Evidence for SUMOylation of endogenous GTF2IRD1 was examined by Western blot analysis of nuclear extracts made from HEK293 cells in the presence of NEM and immunoblotting with anti-GTF2IRD1 antibodies (Fig. 2C). In addition to the cognate GTF2IRD1 band at approximately 120kDa, higher molecular weight bands corresponding to SUMOylated GTF2IRD1 species were detected in the immunoblot, which were enhanced in the presence of overexpressed GFP-PIASxβ (Fig. 2C). To confirm the presence of GFP-PIASxβ, the blot was stripped and reprobed with anti-GFP antibody, revealing the main PIASxβ band and a higher molecular band consistent with SUMOylated PIASxβ as expected [31] (Fig. 2C).

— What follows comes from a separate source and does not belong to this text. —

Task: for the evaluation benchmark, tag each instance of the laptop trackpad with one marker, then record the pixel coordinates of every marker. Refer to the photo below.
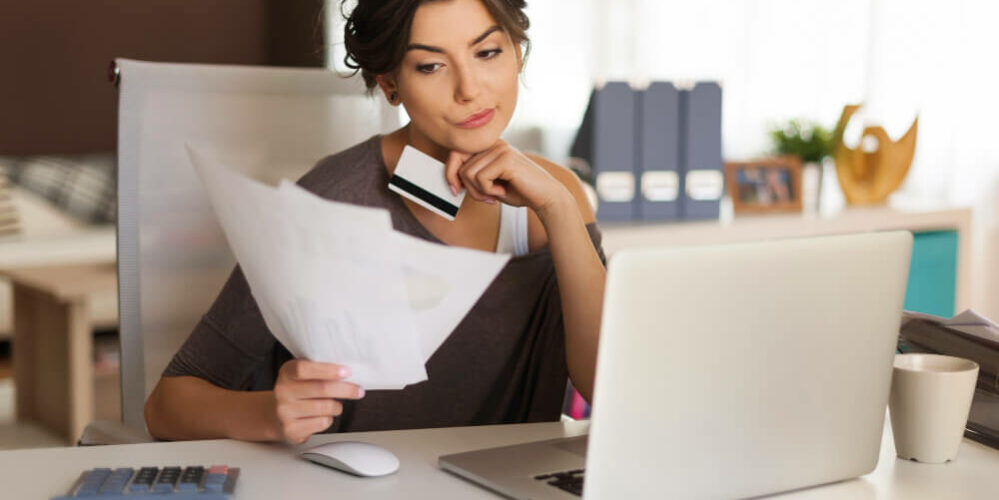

SUMOylation site mapped to lysine 495 of GTF2IRD1

To determine the sites of SUMO ligation, plasmids encoding GTF2IRD1 with lysine to arginine mutations of Lys-495 and Lys-271 were prepared, either individually (K495R and K271R) or in combination (2KR), by site-directed mutagenesis (Fig. 3A). Plasmids encoding HA-SUMO and wild type GTF2IRD1 were co-transfected into COS-7 cells, followed by reciprocal co-immunoprecipitation using anti-GTF2IRD1 and anti-HA antibodies, which resulted in detection of the higher molecular weight SUMOylated GTF2IRD1 species, as seen previously, but when the co-transfections were performed with the 2KR mutant form of GTF2IRD1, the higher molecular weight SUMOylated bands were severely reduced (Fig. 3B). A similar result was obtained using transfection of GTF2IRD1 and 2KR into HEK293 cells, followed by detection of SUMOylation by the endogenous SUMO1 (Fig. 3C).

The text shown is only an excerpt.